Otherwise, one could speculate that there are other nefarious reasons that the Joint Interim Judiciary Committee voted last week to look into changing various parts of Senate File 57 after listening to complaints about a law that hasn’t even taken effect yet.
The law passed in March in no small part because of poor decisions by former State Auditor Cynthia Cloud, who couldn’t seem to find a way to open the state’s checkbook to scrutiny. The bill gained support after negotiations on all sides that, among other things, created an ombudsman position to settle complaints about the length of time to comply with records requests.
Sen. Mark Jennings of Sheridan County summarized it best: “It seems very strange that we’re very fixated on fixing a problem in a bill that hasn’t become law. It just seems premature to me or weird.”
Weird, indeed, unless that was the plan all along.
On Tuesday at a meeting in Gillette, the committee heard complaints from a handful of state agencies about some “unduly burdensome” requests that involve too much time by the Attorney General’s Office to scrutinize, both because of the size of the requests and other information that must be redacted that comes along with the sweep of documents requested. The Department of Environmental Quality said it has seen a 100% increase in requests since 2012. Committee members also learned that businesses have been created whose sole duty is extracting information from public data because there is a demand for it.

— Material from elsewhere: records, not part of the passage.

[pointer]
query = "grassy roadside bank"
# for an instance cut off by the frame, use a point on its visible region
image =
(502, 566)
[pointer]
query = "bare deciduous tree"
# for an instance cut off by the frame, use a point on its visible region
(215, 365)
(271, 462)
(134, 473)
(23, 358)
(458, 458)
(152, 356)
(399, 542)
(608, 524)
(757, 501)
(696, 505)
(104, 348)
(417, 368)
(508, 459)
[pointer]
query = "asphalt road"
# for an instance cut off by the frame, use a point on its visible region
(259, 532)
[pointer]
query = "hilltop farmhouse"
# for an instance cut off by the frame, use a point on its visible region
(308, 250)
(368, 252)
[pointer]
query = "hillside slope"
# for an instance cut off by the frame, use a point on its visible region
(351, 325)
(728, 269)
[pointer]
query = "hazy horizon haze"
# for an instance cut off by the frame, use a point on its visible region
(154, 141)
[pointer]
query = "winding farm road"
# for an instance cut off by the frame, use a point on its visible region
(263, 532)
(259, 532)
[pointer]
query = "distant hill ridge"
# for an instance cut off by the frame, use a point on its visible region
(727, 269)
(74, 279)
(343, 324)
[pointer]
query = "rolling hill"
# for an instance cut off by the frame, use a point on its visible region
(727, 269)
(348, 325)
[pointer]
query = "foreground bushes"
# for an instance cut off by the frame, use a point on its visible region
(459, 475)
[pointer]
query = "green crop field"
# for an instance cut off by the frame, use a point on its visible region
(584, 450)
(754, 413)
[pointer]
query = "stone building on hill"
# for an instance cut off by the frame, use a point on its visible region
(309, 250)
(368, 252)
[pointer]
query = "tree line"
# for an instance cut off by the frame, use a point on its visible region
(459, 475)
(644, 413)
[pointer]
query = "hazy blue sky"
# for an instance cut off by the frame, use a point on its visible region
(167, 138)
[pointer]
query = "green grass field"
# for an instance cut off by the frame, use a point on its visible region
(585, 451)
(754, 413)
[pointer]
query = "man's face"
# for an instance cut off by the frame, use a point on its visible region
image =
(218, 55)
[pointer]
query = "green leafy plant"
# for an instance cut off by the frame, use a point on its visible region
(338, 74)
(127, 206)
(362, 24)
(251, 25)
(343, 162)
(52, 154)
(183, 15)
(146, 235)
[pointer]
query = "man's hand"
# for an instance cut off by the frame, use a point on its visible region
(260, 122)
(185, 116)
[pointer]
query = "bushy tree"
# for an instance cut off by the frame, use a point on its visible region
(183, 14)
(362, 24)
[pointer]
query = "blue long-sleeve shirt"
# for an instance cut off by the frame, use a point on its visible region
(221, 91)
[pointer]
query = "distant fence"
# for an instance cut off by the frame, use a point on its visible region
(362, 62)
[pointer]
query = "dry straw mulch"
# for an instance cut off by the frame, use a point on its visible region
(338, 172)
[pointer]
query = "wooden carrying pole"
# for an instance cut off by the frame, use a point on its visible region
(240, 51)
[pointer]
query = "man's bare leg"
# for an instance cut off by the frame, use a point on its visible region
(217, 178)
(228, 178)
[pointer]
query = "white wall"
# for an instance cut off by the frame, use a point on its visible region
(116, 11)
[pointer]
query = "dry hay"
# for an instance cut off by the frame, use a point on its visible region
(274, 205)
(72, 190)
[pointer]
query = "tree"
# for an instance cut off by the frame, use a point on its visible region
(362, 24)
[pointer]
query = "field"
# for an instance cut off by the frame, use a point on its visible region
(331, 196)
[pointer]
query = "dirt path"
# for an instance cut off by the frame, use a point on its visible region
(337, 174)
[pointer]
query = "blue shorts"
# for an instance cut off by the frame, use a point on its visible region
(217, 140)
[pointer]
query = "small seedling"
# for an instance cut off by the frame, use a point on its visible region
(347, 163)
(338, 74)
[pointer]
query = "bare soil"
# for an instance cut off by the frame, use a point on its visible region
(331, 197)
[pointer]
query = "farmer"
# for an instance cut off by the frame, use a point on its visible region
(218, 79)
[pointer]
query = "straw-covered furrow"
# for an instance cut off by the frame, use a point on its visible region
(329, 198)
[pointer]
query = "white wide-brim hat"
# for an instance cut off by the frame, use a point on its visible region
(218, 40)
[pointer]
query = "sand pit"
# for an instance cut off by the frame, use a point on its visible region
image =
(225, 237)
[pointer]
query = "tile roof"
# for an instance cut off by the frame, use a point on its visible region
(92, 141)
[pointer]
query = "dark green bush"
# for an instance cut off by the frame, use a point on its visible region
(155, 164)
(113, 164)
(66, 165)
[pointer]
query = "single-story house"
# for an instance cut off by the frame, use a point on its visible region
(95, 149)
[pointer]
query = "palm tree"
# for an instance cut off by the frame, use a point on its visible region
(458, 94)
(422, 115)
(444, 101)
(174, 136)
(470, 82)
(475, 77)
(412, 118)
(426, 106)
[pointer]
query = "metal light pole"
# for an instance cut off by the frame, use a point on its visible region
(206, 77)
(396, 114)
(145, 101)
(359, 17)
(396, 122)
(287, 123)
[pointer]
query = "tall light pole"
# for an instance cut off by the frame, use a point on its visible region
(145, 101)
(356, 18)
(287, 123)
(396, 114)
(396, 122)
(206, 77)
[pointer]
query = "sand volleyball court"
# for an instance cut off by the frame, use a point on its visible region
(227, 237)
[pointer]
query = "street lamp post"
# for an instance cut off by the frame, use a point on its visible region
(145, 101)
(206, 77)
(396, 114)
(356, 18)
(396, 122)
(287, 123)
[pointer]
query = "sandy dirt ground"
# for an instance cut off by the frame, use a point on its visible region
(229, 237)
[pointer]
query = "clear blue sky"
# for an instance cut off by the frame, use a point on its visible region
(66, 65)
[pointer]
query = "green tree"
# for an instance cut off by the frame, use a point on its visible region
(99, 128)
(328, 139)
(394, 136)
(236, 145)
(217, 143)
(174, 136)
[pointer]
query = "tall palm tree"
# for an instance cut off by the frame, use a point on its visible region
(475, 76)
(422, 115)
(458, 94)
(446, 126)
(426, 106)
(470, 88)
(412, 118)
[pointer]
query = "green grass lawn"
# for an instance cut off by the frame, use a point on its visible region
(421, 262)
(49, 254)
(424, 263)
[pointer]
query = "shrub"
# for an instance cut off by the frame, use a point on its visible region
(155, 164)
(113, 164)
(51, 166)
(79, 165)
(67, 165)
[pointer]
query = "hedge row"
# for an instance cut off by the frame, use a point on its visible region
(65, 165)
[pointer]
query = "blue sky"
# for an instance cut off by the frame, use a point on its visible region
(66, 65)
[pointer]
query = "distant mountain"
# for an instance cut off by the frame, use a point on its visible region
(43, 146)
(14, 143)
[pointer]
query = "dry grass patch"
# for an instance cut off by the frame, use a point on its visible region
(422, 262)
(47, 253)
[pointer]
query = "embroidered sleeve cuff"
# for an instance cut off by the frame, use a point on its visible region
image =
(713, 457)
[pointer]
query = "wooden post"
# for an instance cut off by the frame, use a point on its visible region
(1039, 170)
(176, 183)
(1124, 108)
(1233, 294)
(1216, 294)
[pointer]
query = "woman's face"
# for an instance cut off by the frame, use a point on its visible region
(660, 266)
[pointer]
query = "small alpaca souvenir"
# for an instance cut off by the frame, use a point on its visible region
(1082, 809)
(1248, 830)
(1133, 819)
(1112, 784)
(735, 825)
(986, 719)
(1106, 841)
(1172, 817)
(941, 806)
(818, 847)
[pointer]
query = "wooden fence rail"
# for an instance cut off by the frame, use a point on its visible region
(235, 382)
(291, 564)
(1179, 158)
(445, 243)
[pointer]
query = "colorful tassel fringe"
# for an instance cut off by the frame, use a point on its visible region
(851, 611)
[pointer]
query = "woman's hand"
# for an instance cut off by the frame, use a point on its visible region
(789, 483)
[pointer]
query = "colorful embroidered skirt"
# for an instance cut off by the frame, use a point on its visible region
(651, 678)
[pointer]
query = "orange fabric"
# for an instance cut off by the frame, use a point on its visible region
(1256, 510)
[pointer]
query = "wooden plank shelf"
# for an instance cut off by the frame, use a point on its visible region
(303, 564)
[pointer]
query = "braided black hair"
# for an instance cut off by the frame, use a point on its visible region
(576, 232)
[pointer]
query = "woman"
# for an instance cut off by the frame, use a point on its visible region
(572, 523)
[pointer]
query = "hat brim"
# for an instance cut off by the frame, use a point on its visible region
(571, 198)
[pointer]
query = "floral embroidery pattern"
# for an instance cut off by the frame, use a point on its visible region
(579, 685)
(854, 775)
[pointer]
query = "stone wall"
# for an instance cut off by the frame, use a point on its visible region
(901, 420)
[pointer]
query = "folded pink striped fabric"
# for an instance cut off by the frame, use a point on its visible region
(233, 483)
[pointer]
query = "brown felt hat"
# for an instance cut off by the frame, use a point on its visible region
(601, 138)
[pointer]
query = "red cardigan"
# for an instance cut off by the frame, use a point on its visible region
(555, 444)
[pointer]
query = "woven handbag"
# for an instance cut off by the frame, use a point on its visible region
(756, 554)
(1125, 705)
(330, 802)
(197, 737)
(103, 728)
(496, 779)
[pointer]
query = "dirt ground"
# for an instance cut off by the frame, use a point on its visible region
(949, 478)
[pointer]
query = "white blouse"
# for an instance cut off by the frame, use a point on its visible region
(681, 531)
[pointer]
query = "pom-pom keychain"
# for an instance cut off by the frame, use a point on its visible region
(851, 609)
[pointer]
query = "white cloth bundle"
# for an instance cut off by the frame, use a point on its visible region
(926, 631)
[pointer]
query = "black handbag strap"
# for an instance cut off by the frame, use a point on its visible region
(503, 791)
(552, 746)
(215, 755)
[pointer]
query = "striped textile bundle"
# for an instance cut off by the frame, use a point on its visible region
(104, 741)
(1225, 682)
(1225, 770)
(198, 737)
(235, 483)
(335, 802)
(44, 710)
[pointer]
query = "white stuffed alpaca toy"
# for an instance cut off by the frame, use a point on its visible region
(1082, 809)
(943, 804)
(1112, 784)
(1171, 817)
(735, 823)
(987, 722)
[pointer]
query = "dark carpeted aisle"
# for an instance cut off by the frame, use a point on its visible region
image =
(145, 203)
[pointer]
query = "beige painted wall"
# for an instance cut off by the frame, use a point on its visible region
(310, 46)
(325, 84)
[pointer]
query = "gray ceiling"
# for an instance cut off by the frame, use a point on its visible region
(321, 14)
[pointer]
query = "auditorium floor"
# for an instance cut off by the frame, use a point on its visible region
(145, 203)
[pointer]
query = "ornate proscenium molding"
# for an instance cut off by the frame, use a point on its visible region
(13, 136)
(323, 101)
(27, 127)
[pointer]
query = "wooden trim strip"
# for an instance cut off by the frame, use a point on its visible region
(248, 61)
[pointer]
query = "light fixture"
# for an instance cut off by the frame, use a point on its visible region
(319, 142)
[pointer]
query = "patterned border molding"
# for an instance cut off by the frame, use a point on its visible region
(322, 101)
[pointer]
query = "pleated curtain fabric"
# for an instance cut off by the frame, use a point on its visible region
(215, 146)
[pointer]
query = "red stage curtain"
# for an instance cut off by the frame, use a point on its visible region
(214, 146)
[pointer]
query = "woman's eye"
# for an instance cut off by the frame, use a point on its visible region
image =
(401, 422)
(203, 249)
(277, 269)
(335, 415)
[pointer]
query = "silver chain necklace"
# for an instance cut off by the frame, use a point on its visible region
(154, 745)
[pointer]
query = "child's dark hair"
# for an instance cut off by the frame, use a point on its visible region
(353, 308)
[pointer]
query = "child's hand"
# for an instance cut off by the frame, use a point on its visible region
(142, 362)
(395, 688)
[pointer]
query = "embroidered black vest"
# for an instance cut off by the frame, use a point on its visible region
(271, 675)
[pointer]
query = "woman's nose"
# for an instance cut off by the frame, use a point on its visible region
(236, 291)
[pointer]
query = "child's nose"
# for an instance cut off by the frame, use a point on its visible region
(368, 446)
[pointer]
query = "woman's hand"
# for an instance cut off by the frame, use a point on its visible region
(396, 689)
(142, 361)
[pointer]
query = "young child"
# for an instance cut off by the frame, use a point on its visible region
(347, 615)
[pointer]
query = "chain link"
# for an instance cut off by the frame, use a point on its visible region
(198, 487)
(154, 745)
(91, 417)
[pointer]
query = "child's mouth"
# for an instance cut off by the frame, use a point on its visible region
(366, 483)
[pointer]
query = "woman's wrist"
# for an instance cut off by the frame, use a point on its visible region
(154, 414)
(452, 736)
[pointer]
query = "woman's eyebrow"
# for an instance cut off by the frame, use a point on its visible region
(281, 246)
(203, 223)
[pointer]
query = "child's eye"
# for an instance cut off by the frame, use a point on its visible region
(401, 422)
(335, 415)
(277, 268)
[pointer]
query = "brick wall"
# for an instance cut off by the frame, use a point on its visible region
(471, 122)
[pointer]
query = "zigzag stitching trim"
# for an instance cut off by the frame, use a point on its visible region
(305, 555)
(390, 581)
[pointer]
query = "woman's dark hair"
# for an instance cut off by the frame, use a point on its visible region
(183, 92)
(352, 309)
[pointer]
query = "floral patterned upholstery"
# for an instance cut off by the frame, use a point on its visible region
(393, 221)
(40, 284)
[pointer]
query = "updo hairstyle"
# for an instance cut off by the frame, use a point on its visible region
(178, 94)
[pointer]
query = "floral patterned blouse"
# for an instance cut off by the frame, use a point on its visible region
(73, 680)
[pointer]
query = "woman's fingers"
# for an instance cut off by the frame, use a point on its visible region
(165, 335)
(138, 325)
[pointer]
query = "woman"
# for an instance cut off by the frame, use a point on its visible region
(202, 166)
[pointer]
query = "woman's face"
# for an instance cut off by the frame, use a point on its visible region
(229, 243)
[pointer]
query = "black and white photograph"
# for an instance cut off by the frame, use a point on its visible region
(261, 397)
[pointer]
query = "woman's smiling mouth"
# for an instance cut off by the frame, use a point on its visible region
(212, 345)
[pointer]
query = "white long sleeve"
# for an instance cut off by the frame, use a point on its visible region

Far from feeling threatened by those, the committee and Wyoming residents in general should take heart. Government has been charged from the beginning with keeping documents so that we can find out what they are doing. Isn’t it nice that someone wants to scrutinize those documents? To use the information that public officials so dutifully keep? To care enough about government actions to go to the trouble of asking for documents detailing them?
The answers should be yes, yes and an even stronger yes.
Clearly, Sen. Tara Nethercott of Cheyenne isn’t a fan of SF57, saying early in the discussion that the committee could make “thoughtful” legislation rather than jumping into the fray of transparency.
The committee now has called for a number of changes to be considered at its next meeting, ignoring that a majority of the Legislature pondered changes and thought SF57 settled them. Rep. Bill Pownall of Campbell County called for its repeal.
The truth is that not one single government agency can say it can’t comply with SF57. The law hasn’t taken effect yet. There has been not one public records request made under it; there has not been one deadline gone unmet; there has been not one case that the still-to-be-hired ombudsman has looked at. None of that may even have happened by the time the panel meets again to consider changing it.
Agencies — and legislators — can only speculate.
Unspoken at the meeting was another truth: Government officials keep documents for the public’s benefit however those members of the public choose to use them. It’s their job. And it shouldn’t be considered a burden.